Jumat, 22 Nov 2019
radarkudus
icon featured
Inspirasi

Prihatin AKB dan AKI Tinggi

05 November 2019, 10: 55: 26 WIB | editor : Ali Mustofa

Naila Fauziatin

Naila Fauziatin (DOK. PRIBADI)

Share this      

MENJADI mahasiswa pascasarjana menuntut Naila Fauziatin lebih banyak melakukan penelitian. Dengan begitu, gadis asal Desa Karangrejo, Kecamatan Gabus, Grobogan, ini akan lebih mudah menyusun tesis sebagai tugas akhirnya.

”Alhamdulillah, sudah dua kali bikin penelitian. Satu penelitian dua bulanan waktunya kira-kira,” tutur gadis kelahiran Grobogan, 6 Agustus 1993 itu.

Mahasiswa pascasarjana Jurusan Promosi Kesehatan, Undip, itu mengaku, mengadakan penelitian membuatnya mengerti lebih detail. Lebih-lebih saat kini Naila yang melangsungkan wisuda pada 29 Oktober ini, diminta membantu penelitian yang diketuai dosen.

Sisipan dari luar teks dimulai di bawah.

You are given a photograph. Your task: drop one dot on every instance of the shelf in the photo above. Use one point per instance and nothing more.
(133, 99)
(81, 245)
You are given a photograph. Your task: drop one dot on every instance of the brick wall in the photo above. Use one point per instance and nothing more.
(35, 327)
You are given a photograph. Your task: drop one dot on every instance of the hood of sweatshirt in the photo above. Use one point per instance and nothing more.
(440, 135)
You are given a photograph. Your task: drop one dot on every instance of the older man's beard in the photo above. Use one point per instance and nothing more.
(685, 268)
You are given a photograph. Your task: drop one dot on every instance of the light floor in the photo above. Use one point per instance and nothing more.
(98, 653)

Ya, belum lama ini, Naila membantu penelitian yang digelar atas kerja sama Undip dengan Kementerian Kesehatan (Kemenkes). Penelitiannya tentang cara menurunkan angka kematian bayi dan angka kematian ibu (AKB dan AKI). Dia merasa prihatin melihat data yang menyebut Grobogan merupakan daerah tertinggi AKB dan AKI.

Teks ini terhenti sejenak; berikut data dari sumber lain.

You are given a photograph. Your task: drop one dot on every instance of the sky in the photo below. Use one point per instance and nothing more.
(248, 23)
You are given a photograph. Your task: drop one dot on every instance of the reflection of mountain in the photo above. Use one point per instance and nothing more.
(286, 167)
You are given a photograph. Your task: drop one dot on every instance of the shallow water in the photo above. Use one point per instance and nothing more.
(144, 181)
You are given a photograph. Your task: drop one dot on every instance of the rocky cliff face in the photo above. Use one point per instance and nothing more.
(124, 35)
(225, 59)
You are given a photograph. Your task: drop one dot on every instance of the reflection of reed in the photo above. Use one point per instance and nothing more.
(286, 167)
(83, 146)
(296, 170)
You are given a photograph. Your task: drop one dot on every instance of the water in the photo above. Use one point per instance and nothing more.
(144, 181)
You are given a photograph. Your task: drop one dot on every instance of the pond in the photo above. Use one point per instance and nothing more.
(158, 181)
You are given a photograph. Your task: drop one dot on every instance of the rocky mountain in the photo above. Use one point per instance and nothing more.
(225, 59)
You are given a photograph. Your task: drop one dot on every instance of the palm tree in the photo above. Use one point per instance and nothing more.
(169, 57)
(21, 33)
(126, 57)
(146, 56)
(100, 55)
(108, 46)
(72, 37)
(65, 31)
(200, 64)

”Ikut prihatin juga, tanah kelahiran soalnya. Stunting juga angkanya naik, tapi tidak tertinggi,” tuturnya.

Dia menjelaskan, proyek yang diketuai dosennya kali ini, cara menurunkan AKB dan AKI dengan metode pemberian wawasan kepada calon pengantin. Jadi, mereka yang akan menikah diberikan wawasan mengenai hal-hal yang memengaruhi AKB-AKI.

”Jadi fokusnya ke calon pengantinnya. Ini menawarkan model, bisa diterima bisa tidak,” terangnya.